Voters appear to have based their decision on a clear process of legal investigation that has shown itself to be somewhat immune to political interference and whitewash.  In June, a South African court rejected President Zuma’s attempted appeal against a ruling that he should face as many as 800 charges of corruption, which include fraud and money laundering while he was in office.  In March this year, Zuma was found guilty of violating the constitution over the use of public funds to upgrade his private residence.

In the light of 1MDB, Malaysians won’t be shocked by these allegations, but what they might find surprising is that the courts in South Africa are ruling on them without fear or favour.  As a result, the party that has led the country since liberation, like UMNO in Malaysia, is no longer immune to scrutiny and the weight of public opinion.  Moreover, instead of blaming other groups or races for its loss, the ANC leadership has declared it will take collective responsibility.

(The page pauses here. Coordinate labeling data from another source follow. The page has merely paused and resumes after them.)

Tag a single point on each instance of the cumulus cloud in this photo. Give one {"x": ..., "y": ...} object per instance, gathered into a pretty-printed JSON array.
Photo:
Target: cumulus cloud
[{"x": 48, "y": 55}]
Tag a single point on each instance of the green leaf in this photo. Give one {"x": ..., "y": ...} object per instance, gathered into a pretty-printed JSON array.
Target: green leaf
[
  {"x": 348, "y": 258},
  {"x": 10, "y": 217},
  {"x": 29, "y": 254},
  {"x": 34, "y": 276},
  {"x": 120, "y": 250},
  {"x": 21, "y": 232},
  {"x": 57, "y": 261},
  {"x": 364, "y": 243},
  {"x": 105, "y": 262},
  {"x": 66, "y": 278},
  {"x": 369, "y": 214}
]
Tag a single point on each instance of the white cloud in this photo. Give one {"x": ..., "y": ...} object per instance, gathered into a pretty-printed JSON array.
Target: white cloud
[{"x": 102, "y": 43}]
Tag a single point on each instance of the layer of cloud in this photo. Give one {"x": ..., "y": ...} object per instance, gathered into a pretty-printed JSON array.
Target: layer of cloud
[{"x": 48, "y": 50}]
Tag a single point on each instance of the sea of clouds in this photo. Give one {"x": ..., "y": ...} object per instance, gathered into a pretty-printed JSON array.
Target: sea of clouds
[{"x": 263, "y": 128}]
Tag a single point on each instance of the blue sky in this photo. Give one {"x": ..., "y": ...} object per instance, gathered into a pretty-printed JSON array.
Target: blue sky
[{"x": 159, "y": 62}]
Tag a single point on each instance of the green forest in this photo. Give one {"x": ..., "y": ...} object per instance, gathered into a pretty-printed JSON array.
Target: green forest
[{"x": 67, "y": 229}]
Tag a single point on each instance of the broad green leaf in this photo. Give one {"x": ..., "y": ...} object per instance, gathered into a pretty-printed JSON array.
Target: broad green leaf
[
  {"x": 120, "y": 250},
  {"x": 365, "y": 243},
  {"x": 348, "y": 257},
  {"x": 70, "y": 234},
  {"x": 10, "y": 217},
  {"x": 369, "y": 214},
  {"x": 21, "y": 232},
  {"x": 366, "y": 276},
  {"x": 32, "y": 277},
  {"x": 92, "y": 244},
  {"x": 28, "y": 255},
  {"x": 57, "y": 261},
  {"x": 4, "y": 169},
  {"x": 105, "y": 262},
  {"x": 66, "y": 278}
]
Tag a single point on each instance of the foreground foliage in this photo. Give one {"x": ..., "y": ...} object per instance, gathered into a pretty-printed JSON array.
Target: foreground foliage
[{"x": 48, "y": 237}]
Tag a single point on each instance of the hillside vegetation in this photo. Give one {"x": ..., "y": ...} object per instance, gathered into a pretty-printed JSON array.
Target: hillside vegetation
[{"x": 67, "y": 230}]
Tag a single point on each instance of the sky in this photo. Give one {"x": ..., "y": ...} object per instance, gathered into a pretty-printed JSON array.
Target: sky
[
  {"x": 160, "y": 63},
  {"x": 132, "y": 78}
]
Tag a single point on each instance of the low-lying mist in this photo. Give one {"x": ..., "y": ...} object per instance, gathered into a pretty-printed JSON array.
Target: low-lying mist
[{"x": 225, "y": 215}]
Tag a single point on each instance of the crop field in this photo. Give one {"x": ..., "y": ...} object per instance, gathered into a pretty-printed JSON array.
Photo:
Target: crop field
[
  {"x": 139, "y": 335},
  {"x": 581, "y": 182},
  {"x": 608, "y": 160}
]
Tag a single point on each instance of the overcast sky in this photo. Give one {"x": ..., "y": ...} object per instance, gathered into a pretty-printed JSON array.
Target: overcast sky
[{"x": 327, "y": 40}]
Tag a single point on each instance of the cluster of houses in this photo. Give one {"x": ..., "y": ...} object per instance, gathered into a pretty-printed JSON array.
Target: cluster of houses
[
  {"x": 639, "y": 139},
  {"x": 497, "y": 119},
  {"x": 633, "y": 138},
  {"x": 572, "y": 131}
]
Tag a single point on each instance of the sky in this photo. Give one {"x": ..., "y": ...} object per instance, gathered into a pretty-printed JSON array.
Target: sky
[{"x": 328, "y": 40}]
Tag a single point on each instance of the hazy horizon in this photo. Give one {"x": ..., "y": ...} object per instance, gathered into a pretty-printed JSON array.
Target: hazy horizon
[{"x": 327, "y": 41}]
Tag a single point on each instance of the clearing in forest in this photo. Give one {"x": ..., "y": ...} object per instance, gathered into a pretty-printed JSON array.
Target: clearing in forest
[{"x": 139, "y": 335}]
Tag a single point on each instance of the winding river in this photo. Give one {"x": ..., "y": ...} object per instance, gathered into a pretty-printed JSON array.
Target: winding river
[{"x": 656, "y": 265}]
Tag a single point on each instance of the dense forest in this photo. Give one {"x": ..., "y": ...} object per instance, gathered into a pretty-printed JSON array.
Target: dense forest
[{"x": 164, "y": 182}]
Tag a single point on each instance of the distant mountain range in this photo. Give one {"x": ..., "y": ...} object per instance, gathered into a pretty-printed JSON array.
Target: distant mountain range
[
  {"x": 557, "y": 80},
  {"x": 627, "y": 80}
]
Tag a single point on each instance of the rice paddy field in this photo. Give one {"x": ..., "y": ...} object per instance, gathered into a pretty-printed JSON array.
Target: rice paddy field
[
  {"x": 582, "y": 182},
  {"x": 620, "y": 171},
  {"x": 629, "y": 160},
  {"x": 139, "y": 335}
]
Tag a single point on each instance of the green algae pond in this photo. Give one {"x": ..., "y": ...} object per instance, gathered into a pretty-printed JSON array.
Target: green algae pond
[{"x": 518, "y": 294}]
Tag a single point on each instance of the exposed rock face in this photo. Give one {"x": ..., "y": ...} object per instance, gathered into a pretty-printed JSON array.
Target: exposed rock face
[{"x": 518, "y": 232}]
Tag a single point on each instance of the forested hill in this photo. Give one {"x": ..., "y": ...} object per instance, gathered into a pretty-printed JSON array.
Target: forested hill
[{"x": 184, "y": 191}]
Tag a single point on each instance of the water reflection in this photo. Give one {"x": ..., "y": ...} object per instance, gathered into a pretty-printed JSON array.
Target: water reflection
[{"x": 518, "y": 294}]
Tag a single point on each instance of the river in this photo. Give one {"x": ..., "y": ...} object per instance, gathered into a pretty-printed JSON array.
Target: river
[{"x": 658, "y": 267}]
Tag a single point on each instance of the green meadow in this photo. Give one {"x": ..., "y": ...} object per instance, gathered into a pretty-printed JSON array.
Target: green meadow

More noteworthy still is how the opposition has responded in the South African context.  The winner in the August local election was the old White-dominated liberal party, the Democratic Alliance, that has strongholds in urban areas, rather like the Malaysian opposition.  The DA’s new leader, a black man from Soweto, called Mmusi Maimane, sometimes dubbed South Africa’s Obama, led the party to gain almost 30 per cent of the vote, up from less than two per cent in 1994.  Since the white population of South Africa represents only eight per cent of the total, many brown and black people must have shifted their allegiance from the ANC to the DA.

There are two lessons here for Malaysia: the first is that it is not a given that the party of liberation must rule the country forever; the second is that political affiliation need not correspond to ethnic identity.  South Africa is now the continent’s largest economy, having displaced Nigeria.  With the message delivered to the ANC at the local elections this month, many South Africans are hopeful that the country’s economic promise will no longer be squandered by leaders who use affirmative action to line the pockets of cronies and relatives.

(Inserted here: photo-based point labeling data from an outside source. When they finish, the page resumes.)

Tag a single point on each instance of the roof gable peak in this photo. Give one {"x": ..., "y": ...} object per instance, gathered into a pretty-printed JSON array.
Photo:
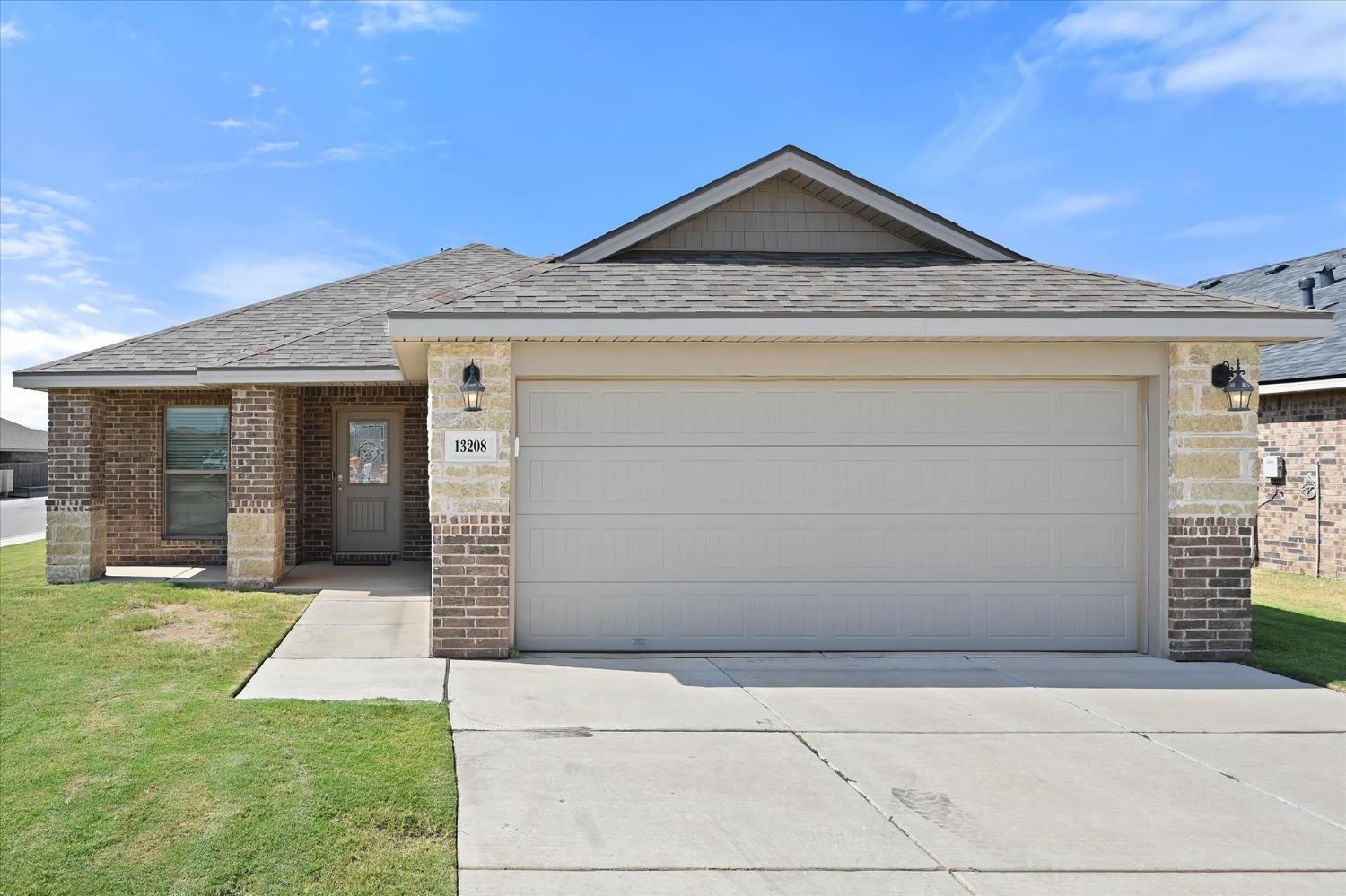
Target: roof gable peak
[{"x": 888, "y": 221}]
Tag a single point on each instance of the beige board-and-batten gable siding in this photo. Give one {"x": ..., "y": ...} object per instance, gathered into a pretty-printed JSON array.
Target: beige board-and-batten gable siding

Meanwhile, next door in the tiny island of Mauritius, which has long had a close relationship with Malaysia, there are also signs that politicians who abuse their power are increasingly subject to the law.  In June last year, Pravind Jugnauth, the son of current Prime Minister Anerood Jugnauth, was found guilty as Minister of Technology of conflict of interest in the purchase of a health clinic.

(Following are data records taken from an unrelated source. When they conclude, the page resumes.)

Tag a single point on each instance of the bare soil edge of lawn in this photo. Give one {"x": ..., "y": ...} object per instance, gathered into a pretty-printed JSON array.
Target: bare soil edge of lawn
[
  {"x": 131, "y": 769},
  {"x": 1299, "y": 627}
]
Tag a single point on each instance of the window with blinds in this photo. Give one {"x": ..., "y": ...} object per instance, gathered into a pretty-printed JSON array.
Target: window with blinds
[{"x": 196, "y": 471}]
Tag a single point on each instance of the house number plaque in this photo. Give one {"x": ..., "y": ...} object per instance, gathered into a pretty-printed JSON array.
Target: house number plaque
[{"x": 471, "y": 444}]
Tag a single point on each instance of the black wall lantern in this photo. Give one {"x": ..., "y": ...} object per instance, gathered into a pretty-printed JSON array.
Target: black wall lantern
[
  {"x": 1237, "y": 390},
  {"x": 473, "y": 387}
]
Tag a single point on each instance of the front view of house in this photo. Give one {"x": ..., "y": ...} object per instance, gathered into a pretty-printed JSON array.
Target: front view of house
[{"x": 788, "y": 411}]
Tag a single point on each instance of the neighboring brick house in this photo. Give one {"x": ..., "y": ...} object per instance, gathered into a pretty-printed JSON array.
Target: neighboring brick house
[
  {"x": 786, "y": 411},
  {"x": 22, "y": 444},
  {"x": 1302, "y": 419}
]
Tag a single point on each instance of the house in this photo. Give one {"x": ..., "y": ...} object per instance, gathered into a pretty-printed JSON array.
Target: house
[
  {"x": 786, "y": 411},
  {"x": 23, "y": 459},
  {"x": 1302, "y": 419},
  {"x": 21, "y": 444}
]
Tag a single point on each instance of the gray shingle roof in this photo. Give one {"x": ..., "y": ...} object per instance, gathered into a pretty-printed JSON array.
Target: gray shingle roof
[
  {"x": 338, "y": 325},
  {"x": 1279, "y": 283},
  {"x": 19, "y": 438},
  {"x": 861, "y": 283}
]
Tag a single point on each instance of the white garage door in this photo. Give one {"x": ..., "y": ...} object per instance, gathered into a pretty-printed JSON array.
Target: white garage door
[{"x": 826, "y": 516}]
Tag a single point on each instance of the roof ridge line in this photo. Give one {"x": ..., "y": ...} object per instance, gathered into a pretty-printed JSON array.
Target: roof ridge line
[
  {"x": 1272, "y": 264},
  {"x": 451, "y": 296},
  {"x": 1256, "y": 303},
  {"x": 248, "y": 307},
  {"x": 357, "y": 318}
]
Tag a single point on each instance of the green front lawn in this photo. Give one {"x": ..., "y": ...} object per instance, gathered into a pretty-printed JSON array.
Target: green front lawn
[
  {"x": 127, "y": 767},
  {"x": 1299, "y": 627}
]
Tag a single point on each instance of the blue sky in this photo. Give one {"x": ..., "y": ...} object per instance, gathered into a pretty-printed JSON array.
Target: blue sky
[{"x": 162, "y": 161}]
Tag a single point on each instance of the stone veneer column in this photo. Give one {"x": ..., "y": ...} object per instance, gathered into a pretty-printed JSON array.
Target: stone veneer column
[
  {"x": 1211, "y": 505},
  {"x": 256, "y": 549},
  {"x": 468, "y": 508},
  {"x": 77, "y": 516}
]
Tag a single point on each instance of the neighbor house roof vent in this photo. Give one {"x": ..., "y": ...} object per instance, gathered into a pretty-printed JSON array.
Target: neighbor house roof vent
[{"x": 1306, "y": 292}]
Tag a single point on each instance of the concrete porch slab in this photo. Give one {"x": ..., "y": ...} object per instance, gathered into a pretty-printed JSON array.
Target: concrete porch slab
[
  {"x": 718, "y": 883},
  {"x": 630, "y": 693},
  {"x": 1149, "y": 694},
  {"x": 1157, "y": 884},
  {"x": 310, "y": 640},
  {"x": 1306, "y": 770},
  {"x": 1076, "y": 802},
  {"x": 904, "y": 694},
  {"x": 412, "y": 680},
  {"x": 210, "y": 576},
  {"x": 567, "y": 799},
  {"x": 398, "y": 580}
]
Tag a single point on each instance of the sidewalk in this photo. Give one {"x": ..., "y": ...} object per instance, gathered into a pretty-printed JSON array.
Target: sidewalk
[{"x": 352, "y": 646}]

Pravind appealed the verdict and claimed trial, a decision he won, which has enabled him to serve as Finance Minister in the cabinet.  Remarkably, given that Pravind is considered Prime Minister in waiting to take over from his father, the Deputy Public Prosecutor is appealing the court’s decision – and he has kept his job.

The political set up in Mauritius is similar to that of Malaysia — a multiracial society composed of Hindu Indians, Muslim Indians, Chinese, Creole, and a smattering of established white families governed by a parliamentary system with courts and other regulatory bodies closely modeled on British institutions.  Also like Malaysia, there has long been tension between the manner in which the courts and the media hold politicians accountable, and political efforts to manipulate them.

It would seem that in the case of Mauritius, the checks and balances are working. Former Prime Minister Navin Ramgoolam, who was accused of using the courts to try to muzzle the media, is now under police investigation after more than US$ 6 million in cash was found at his home after he lost the election in 2014. Ramgoolam claims the money was a donation from supporters for use in the election campaign.  Sound familiar?

Michael Vatikiotis is Asia Regional Director for the Centre for Humanitarian Dialogue.